陈尺正在发愣,沈霜华嘴角微扬,是时候了。
她一策马,驾着奇胜开始加速。
很快便超过了陈尺骑着的追云。
这时候,追云忽然长鸣一声,身体开始剧烈地颤抖了一阵。
开始向距离它最近的奇胜追了过去。
此时追云便是受到了刺激,所以才会如此疯狂不受控制。
陈尺刚才被沈霜华这么一下,本就已经有些乱了阵脚。
追云这一声嘶鸣,更是吓得他忘记了要怎么做。
沈霜华回头看了陈尺一眼。
也不急着加速,等着追云追上来。
追云的呼吸急促起来,开始狂奔。
陈尺慌乱中才想起来要给追云喂药。
这时候他伸手去怀中摸索,颤抖着手将药散拔了出来。
可这众目睽睽之下,他又如何能够将这药喂进去呢?
今日若是袭击成功,本来他是可以不上场的。
他原本计划就是这女子失踪不上场,自己也借故退出。
可谁知道这女人竟然如此警觉,居然就这么躲了过去!
这里的马匹因为陈尺自己急于求成,下药有些过猛,尤其是追云。
本来今日他是想要换一匹马的,可又换不了。
现在又果然出了这样的事情,这么多人看着,他没有机会……
沈霜华此时已经听到了追云的马蹄声,
判定追云正在疯狂追赶着她和奇胜,但是她并没有任何害怕的感情。
“那追云是这么回事?”
坐席之上的慕月看着正在发狂的追云,面露疑惑之色
“怎么拿养马师好像无法控制一样?”
“它是想要追上那贱人吗?”柳凝霜紧张地看着场上。
心中想着,追云若是能够追上那个贱人,应该狠狠踩在脚下才对。
“看样子好像是。
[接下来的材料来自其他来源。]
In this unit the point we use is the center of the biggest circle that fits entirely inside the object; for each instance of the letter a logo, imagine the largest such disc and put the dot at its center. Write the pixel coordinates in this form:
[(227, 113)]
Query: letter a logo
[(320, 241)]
”
幕月也十分快意地看着好像已经没有招架之力的沈霜华。
“看着追云好像想要追上去咬人一样。”
“咬人?”
柳凝霜“噗呲”一声笑了。
“那可就热闹了。”
这厢有人幸灾乐祸。
另一厢有人正十分担忧的盯着场上的人,生怕发生了什么变故。
追云发疯了,及其不受控,若是伤到了人可如何是好。
幕少煊有些后悔让她牵扯进来,还不如自己亲自上场。
只是皇兄不在这里主持大局,他也不能够就这么走掉。
“王爷。”
幕少煊的侍卫上前来附上来低声说道。
“那人招了。”
“可是大秦的人?”
幕少煊神色一凛。
“确定他说的是实话吗?”
侍卫答道。
“不是大秦的人,这人是陈玘的府上的侍卫。”
“陈玘?”
幕少煊疑惑。
“他一个文臣,府上能有箭法如此厉害的侍卫?他为何要找人最这样的事情?”
侍卫答道。
“王爷,这弓箭手只说了是陈玘所托,其他的他一概不止。还有一件事就是,这陈尺就是陈玘引荐给中山王之后,中山王才将他引荐给皇上的。”
“陈玘……”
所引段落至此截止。